Earlier this week, I awoke to another “project” from my husband. He had cut the basil and left quite a pile of it on the counter for me.
One of the quickest ways that I know to use basil is to make pesto. I was going to make a bunch of regular pesto to freeze, but I had two jars of sun-dried tomatoes to use up in the fridge (another recipe coming soon to use up the other jar). I have bought sun-dried tomato pesto in the past, but reading the ingredient list on some of them scares me. So, my mind was made up. I was going to try making it for the first time. This version turned out great and I even found my husband eating it straight out of the bowl.
MAKES APPROX. 1 CUP
– 1 jar (270ml) of sun-dried tomatoes, packed in oil (1 cup drained)
– 1 cup basil, packed
– 2 Tbsp. nutritional yeast
– 2 cloves of garlic, minced
– 1/4 cup pine nuts
– 1/3 cup olive oil
– 1/2 tsp. salt
1. Lightly toast the pine nuts.
2. Drain and rinse the sun-dried tomatoes. If they aren’t already sliced, roughly slice them.
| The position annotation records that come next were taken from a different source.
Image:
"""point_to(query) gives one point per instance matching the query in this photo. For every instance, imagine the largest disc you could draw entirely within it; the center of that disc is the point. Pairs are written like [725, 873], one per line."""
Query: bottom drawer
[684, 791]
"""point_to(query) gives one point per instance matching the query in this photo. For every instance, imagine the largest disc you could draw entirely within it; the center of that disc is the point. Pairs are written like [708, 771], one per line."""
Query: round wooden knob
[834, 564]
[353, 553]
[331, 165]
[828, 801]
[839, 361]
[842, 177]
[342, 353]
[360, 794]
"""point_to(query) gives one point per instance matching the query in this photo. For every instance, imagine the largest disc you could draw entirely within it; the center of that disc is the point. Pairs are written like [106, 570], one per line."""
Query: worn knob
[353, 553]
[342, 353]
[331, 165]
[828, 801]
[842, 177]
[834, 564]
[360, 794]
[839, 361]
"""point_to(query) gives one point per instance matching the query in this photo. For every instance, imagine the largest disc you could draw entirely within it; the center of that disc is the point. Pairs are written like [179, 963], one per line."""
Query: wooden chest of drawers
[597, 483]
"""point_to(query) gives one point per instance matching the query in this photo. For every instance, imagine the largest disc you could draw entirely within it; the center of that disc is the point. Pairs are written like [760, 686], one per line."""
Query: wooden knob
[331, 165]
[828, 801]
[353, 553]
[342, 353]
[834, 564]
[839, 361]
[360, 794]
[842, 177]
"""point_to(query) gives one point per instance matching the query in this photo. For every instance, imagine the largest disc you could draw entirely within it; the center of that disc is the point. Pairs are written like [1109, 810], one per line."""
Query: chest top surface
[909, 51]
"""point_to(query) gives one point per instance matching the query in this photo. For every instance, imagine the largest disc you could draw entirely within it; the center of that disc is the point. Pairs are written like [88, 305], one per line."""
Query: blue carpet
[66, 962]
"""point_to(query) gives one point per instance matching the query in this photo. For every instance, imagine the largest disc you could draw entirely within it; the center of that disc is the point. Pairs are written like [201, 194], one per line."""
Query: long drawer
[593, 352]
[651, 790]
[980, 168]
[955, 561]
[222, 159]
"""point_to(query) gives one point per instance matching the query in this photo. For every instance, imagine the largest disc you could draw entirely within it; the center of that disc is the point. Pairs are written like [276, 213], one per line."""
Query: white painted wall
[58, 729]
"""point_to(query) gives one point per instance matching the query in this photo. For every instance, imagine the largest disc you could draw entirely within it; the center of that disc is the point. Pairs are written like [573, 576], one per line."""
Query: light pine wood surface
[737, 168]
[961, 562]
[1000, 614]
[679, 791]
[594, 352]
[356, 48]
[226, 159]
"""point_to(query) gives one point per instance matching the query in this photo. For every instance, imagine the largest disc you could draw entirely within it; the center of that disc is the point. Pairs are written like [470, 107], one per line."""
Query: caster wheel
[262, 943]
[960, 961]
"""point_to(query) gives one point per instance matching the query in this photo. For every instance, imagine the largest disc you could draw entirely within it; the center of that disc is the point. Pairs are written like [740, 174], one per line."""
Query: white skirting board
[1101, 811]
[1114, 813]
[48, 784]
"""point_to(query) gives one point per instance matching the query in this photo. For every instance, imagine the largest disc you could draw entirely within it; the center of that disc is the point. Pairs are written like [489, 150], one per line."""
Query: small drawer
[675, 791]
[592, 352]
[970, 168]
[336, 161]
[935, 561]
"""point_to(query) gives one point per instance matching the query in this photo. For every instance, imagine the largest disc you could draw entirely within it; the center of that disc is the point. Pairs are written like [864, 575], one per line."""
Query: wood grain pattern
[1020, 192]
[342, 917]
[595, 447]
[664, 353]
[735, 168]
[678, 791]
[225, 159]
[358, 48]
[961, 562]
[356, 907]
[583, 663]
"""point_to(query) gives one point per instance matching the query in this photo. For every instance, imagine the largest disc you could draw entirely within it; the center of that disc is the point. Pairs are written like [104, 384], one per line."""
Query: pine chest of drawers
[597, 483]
3. Rinse and destem the basil.
4. Combine all ingredients into a food processor. Lightly pulse the ingredients. You do not want to blend the pesto since it won’t have the same texture and colour.
5. Serve. I liked this pesto on pizza or spread on a crusty bread. You can serve it on pasta (you can thin it out with some of the pasta water or olive oil).